Wednesday, July 22, 2009

Chump Change!!

*** I signed up for an exercise class and was told to wear loose fitting clothing. If I HAD any loose fitting clothing, I wouldn't have signed up in the first place.

*** My wife tires of me talking about my old girlfiends. Jeez, can’t she even give me credit for going after women around my own age!!

*** What If There were no hypothetical questions?


*** If a deaf person signs curse words, does his mother wash off his hands with soap?

*** Schools are trying to teach students critical thinking skills---and believe me the level of their thinking skills is critical indeed!


*** My wife told me, “Act your age!” I had to admit that was a formidable improvisational performance she was asking for.
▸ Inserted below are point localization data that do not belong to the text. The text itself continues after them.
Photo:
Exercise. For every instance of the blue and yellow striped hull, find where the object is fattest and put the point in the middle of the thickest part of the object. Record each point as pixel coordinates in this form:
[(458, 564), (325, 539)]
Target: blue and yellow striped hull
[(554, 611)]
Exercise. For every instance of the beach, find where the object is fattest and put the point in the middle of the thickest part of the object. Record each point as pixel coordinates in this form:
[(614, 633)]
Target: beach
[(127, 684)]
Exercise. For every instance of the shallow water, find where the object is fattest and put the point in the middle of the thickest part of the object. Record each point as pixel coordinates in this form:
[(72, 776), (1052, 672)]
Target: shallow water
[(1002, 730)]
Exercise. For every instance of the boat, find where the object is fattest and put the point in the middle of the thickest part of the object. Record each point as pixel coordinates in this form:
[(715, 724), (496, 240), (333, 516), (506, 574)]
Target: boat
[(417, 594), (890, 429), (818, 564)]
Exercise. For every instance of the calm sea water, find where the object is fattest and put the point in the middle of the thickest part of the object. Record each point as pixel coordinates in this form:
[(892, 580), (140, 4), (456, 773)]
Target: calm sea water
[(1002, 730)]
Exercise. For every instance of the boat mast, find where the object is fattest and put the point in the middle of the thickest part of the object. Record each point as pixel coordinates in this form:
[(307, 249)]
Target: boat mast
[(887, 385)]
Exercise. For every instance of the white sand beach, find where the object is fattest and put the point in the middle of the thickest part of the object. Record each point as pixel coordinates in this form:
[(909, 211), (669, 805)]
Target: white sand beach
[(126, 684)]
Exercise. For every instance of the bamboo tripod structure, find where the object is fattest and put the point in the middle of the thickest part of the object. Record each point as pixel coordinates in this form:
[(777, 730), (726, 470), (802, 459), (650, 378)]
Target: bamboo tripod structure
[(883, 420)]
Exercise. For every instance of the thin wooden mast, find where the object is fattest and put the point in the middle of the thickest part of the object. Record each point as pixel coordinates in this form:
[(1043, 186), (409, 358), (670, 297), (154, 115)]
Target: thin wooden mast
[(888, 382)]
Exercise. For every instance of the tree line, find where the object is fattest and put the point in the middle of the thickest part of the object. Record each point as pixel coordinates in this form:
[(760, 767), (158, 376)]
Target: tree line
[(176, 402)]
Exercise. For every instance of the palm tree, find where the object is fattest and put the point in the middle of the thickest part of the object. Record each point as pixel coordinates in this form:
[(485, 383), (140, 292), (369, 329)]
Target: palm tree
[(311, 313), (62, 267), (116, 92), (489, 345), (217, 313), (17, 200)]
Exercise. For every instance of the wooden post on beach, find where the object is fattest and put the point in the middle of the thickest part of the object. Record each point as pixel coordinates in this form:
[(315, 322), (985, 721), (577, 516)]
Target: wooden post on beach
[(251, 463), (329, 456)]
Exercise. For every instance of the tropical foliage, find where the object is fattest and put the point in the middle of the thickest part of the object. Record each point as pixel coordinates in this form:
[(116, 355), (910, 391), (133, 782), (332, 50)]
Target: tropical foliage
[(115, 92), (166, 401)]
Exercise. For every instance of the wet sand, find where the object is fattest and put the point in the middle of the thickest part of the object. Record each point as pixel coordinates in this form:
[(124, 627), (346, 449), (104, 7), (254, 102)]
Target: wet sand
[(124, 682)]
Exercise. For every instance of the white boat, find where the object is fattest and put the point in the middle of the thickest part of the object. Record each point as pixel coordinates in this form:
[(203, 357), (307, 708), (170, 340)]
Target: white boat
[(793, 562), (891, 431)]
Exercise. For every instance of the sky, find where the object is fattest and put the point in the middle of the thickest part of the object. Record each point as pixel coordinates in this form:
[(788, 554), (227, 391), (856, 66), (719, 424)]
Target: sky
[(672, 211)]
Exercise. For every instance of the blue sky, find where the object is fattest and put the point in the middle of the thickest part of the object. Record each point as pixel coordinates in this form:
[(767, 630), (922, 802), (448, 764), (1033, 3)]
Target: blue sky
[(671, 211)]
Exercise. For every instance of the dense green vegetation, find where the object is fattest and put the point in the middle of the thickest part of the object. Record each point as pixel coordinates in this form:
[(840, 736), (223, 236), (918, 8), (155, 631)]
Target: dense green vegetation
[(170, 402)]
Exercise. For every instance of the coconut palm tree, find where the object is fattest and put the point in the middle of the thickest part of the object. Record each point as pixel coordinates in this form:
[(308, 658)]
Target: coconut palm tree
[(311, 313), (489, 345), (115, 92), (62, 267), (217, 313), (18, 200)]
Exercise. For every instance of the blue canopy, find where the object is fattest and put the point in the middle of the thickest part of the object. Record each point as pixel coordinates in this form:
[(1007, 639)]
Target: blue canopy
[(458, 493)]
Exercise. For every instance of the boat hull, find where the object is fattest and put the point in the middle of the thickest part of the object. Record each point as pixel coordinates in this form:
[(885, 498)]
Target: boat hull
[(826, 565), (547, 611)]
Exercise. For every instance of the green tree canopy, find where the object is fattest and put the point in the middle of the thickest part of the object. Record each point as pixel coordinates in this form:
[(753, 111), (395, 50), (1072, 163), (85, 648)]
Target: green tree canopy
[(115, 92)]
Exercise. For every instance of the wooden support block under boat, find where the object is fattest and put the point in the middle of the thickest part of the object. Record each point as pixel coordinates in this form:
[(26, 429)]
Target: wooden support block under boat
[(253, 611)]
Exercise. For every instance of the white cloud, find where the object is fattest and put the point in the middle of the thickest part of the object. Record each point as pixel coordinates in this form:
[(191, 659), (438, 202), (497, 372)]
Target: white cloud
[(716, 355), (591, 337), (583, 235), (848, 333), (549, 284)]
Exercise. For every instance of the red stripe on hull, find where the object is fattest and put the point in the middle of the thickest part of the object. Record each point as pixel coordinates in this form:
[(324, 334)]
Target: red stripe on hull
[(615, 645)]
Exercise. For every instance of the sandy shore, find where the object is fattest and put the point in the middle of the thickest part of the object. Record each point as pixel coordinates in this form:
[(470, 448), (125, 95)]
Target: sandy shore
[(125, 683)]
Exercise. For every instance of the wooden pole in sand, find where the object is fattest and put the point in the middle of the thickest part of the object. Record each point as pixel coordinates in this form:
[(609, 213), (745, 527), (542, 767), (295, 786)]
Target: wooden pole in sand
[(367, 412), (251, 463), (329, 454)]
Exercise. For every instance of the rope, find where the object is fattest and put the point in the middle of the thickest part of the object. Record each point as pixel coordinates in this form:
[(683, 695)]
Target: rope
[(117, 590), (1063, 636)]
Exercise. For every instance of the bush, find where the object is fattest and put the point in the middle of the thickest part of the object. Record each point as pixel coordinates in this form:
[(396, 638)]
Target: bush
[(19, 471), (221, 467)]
I chose an Interpretive Dance.

*** Okay, maybe I’m hallucinating, but I swear I saw listed an episode of Friends, “The One Where Chandler Tea Bags Ross”!!

*** My sister!! She’s bugging her husband to take her to Guantanamo for aquatic sports. “Waterboarding sounds like fun!!” she told him.

*** I read a man with multiple-personality disorder was a victim of Quadruple Identity Theft!

*** The old circus act, the tragedy-plagued Flying Wallendas, were true professionals. It was said of them that they always finished their act under the wire.

*** I tell ya, if you only see one movie in your life---well, that’s kinda odd!!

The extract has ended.